Preventing Clostridium difficile Infection: Clarifying Common Misperceptions

Erik R. Dubberke, MD, MSPH


March 23, 2015

In This Article

Clostridium difficile Infection: No Small Problem

The study published by the Centers for Disease Control and Prevention (CDC) in the New England Journal of Medicine[1] highlights the tremendous burden of Clostridium difficile infection (CDI) in the United States. The CDC estimates that there were 453,000 incident cases of CDI in the United States in 2011, resulting in 29,300 deaths. Between 10% and 30% of people who have an initial episode of CDI will develop at least one recurrence.[2] On the basis of the number of incident cases found in 2011, 45,300-135,900 people developed recurrent CDI.[1,2]

The cost of treating CDI in the hospital is $3427-$9960 (in 2012 dollars), and the cost of treating patients with recurrent CDI is $11,631, for a total cost of more than $1.2 billion annually in the United States.[2,3] Hospital CDI incidence comparisons are now available on the Centers for Medicare & Medicaid Hospital Compare website. CDI will probably become a measure used for value-based purchasing, and thereby increase the cost of CDI to hospitals.

The morbidity, mortality, and cost of CDI highlight the importance of CDI prevention. Unfortunately, and in comparison with other healthcare-associated infections, the quality of data to support CDI prevention recommendations are relatively poor. For example, in the Society for Healthcare Epidemiology of America compendium to prevent healthcare-associated infections, all components of the basic central line-associated bloodstream infection (CLABSI) prevention bundle (eg, hand-washing, using full-barrier precautions during the insertion of central venous catheters, cleaning the skin with chlorhexidine, and avoiding the femoral site) have a moderate to high level of supporting evidence.[4,5] That is, randomized controlled trials of several of the individual CLABSI bundle components demonstrate a reduction in CLABSI incidence with their use. The CLABSI bundle itself has been validated as well.[6,7]

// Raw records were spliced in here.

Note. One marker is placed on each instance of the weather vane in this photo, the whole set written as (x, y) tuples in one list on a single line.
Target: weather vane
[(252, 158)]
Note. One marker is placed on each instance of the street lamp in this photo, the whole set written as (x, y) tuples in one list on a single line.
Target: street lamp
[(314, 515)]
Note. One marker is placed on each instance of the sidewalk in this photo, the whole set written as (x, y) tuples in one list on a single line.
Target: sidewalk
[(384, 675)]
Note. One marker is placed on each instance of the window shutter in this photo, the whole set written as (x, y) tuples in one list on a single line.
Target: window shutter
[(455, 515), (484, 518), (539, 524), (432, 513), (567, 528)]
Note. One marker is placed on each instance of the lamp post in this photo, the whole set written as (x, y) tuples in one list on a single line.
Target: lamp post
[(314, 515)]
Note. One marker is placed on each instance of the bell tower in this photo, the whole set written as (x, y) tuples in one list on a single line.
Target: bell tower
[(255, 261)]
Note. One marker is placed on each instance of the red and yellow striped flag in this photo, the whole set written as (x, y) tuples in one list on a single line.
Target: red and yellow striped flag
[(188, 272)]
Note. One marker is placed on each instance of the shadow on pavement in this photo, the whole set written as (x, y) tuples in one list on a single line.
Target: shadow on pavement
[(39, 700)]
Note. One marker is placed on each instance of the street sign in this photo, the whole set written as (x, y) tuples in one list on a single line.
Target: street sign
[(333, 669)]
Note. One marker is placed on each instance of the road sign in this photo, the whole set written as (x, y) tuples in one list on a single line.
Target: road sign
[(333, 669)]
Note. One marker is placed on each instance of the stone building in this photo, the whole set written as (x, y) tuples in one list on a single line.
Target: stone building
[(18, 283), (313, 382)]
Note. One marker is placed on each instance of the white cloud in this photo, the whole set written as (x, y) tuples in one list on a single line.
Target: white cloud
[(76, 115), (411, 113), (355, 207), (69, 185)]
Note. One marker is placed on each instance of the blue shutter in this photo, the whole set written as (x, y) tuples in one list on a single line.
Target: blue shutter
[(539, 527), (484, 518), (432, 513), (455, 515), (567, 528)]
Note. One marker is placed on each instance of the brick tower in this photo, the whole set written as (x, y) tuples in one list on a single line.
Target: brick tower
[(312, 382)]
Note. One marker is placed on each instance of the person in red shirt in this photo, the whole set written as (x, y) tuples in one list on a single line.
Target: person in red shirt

In contrast, there are no CDI prevention recommendations with a high quality of evidence, and for most recommendations, supporting evidence is of low quality.[8] Probably as a result of the lack of high-quality data, it is not uncommon for clinicians to have misperceptions about the key areas on which to focus to optimize CDI prevention in hospitals. Therefore, this review will cover the most important areas to focus on, as well as some misperceptions, based on our current understanding of CDI prevention.